CollectionBuilder / collectionbuilder-csv

CollectionBuilder-CSV is a "stand alone" template for creating digital collection and exhibit websites using Jekyll and a metadata CSV.
MIT License
21 stars 16 forks source link

Refactor image processing code using MiniMagick and ImageOptim #47

Closed maehr closed 1 year ago

maehr commented 1 year ago

This Pull Request refactors the image processing code in the CollectionBuilder-CSV helper tasks using MiniMagick and ImageOptim. The new code is more concise and easier to read, with unnecessary conditionals removed and the code structured for better readability. MiniMagick is used to handle the image resizing and conversion, while ImageOptim is used to optimize the images. These changes should result in improved performance and reduced image file sizes, while also making the code more maintainable and easier to modify in the future.

I tested this code with Cloudflare Pages using rake generate_derivatives[,,,false,true] && rake deploy. ImageMagick's security policy does not allow PDF conversion, for the images it works. You can try the demo here: https://collectionbuilder-csv.pages.dev/

evanwill commented 1 year ago

@maehr thank you for this PR (and the others!). We appreciate it. We probably won't have a chance to review them this week--but will get to it before too long. I will let you know if we have questions soon. Thank you again!

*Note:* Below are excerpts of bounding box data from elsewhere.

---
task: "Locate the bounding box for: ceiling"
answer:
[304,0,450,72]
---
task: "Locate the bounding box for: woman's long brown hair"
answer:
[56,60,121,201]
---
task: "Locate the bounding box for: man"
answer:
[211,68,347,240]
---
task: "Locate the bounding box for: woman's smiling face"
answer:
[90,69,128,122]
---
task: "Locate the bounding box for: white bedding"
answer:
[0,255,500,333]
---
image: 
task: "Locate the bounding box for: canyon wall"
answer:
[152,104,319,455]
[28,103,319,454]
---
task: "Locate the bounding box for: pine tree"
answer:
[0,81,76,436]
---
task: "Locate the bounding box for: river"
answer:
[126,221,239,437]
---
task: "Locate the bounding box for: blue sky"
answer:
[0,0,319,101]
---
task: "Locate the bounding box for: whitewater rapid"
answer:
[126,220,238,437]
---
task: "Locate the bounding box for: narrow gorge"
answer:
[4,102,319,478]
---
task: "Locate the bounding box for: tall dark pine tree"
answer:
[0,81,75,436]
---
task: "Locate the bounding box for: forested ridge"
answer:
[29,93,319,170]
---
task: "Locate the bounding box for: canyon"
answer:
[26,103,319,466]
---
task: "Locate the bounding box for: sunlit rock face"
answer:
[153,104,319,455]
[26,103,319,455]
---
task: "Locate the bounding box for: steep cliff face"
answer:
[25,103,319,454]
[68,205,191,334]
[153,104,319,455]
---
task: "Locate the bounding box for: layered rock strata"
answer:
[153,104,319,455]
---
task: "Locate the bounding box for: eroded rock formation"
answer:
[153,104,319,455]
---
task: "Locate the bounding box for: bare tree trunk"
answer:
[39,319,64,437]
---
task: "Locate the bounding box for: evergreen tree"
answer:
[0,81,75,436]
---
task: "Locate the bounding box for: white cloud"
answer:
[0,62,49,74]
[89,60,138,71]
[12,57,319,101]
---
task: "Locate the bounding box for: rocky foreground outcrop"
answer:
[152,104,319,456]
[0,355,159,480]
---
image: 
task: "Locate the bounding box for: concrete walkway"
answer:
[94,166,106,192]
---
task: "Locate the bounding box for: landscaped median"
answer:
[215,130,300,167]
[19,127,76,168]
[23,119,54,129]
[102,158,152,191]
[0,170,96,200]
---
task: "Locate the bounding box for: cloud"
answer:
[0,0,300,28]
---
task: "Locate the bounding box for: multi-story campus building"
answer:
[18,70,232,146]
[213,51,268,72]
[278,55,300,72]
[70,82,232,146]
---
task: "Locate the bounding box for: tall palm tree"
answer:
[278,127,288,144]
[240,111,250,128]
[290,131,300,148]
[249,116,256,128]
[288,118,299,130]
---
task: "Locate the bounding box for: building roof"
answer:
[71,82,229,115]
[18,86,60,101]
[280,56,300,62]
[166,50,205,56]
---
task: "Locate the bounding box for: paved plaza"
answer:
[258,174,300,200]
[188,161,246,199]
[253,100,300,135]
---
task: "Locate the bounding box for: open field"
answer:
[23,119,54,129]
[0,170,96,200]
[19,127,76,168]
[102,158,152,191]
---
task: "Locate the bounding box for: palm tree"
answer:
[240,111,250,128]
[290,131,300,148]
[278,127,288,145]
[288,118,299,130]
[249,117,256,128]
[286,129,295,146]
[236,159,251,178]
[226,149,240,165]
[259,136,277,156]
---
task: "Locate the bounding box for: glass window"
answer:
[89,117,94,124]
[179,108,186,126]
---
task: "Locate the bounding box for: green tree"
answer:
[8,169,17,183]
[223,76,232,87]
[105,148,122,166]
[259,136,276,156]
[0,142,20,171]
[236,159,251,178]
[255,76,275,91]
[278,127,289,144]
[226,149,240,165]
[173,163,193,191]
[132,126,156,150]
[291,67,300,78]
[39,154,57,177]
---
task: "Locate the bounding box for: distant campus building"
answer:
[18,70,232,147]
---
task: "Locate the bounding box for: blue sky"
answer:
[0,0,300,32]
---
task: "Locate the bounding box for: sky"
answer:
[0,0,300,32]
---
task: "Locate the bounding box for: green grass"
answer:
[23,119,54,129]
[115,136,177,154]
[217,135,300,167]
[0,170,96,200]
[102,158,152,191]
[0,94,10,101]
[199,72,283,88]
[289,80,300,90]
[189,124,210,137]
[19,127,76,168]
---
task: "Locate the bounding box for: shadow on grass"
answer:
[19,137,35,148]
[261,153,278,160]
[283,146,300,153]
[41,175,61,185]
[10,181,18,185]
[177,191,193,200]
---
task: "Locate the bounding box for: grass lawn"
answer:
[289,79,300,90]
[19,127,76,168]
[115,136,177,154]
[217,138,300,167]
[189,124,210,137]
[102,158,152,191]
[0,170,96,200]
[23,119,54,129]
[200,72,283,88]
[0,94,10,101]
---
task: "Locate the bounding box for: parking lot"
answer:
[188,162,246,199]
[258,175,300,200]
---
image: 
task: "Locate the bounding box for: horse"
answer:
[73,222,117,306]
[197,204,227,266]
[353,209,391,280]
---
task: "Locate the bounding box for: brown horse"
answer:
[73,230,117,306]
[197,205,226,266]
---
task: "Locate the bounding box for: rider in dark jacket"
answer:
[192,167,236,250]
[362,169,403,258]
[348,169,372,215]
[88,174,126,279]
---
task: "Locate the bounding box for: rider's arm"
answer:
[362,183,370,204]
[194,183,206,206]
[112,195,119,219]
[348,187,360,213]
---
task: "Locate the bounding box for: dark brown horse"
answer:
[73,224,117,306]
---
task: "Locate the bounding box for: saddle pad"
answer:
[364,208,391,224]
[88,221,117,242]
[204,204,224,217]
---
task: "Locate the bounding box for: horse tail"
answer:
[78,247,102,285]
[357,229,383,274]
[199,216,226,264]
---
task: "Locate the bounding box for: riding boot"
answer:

evanwill commented 1 year ago

@derekenos do you have a chance to look at this PR since it relates to generate_derivatives Rake tasks i think you might have originally written? I also think you were working on some extensions of it in CB-ES drafts.

Using the MiniMagick wrapper simplifies dealing with different ImageMagick versions and writing the magick commands in ruby (rather than as system calls). ImageOptim adds image optimization.

evanwill commented 1 year ago

@maehr first questions after testing the rake task:

running the task the output from PDF items is much lower quality. It is in the image creation step, not optimization step.

The original command was equivalent of: magick -density 300 example.pdf[0] -resize 800x800 -flatten example_sm.jpg

The density argument needs to happen before it opens the pdf, because it relates to how detailed it renders the pdf before it creates the image. It seems like that isn't happening correctly in these MiniMagick commands. I think it is creating an image using some defaults, then secondly applying all those other commands one at a time afterwards. It seems like for PDF items at least, it needs to combine options (rather than running the operations separately), and it also needs to correctly open the first page of the pdf at the set density (I am not seeing how to do that using MiniMagick without writing the commands using the metal options).

maehr commented 1 year ago

Thank you for reviewing the PR. I will try to fix the image processing pipeline using combined options as described in https://rubydoc.info/github/minimagick/minimagick#combine-options I'll try to avoid metal calls to keep interoperability.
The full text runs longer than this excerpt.